Ruth raised his flask and toasted Harry Frazee and all the Harry Frazees of the world with a string of lewd epithets and a bright smile. Then he took a swig and it went to his eyelids and tugged them downward.
"I'm going to sleep, you old whore," Ruth whispered to the night, to the skyline, to the smell of butchered meat. To the dark midwestern fields that lay ahead. To every ashen mill town between here and Governor's Square. To the smoky starless sky.
He stumbled into the stateroom he shared with Jones, Scott, and McInnis, and when he woke at six in the morning, still fully clothed, he was in Ohio. He ate breakfast in the dining car and drank two pots of coffee and watched the smoke pour from the stacks in the foundries and steel mills that squatted in the black hills. His head ached and he added a couple of drops from his flask to his coffee cup and his head didn't ache anymore. He played canasta for a while with Everett Scott, and then the train made a long stop in Summer-ford, another mill town, and they stretched their legs in a field just beyond the station, and that's when he first heard of a strike.
It was Harry Hooper, the Sox team captain and right fielder, and second baseman Dave Shean talking to the Cubs' left fielder Leslie Mann and catcher Bill Killefer. McInnis said the four of them had been thick as thieves the whole trip.
" 'Bout what?" Ruth said, not really sure he cared.
"Don't know," Stuffy said. "Muffing flies for a price, you think? Tanking?"
Hooper crossed the field to them.
"We're going to strike, boys."
Stuffy McInnis said, "You're drunk."
Hooper shook his head. "They're fucking us, boys."

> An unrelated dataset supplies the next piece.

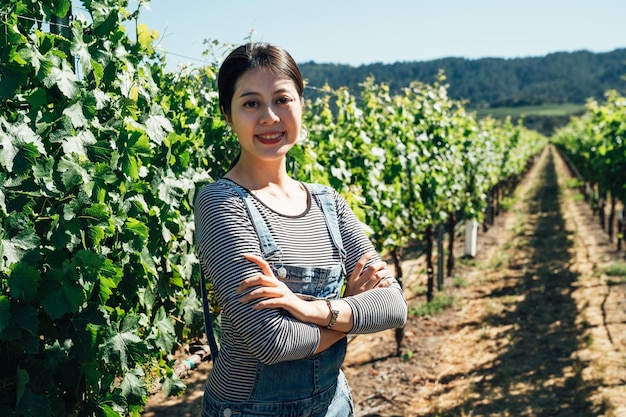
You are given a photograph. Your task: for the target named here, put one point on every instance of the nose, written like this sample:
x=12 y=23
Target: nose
x=269 y=116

"The Commission. Who do you think? Heydler, Hermann, Johnson. Them."
Stuffy McInnis sprinkled tobacco into a slip of rolling paper and gave the paper a delicate lick as he twisted the ends. "How so?"
Stuffy lit his cigarette and Ruth took a sip from his flask and looked across the field at a small fringe of trees under the blue sky.
"They changed the gate distribution of the Series. The percentage of receipts. They did it last winter, but they didn't tell us till now."
"Wait," McInnis said. "We get sixty percent of the first four gates."
Harry Hooper shook his head and Ruth could feel his attention begin to wander. He noticed telegraph lines stretched at the edge of the field and he wondered if you could hear them hum if you got close enough. Gate receipts, distribution. Ruth wanted another plate of eggs, some more bacon.
Harry said, "We used to get sixty percent. Now we get fifty-five. Attendance is down. The war, you know. And it's our patriotic duty to take five percent less."
McInnis shrugged. "Then it's our--"
"Then we forfeit forty percent of that to Cleveland, Washington, and Chicago."
"For what?" Stuffy said. "Kicking their asses to second, third, and fourth?"
"Then, then another ten percent to war charities. You seeing this now?" Stuffy scowled. He looked ready to kick someone, someone small he could really get his leg into.
Babe threw his hat in the air and caught it behind his back. He picked up a rock and threw it at the sky. He threw his hat again.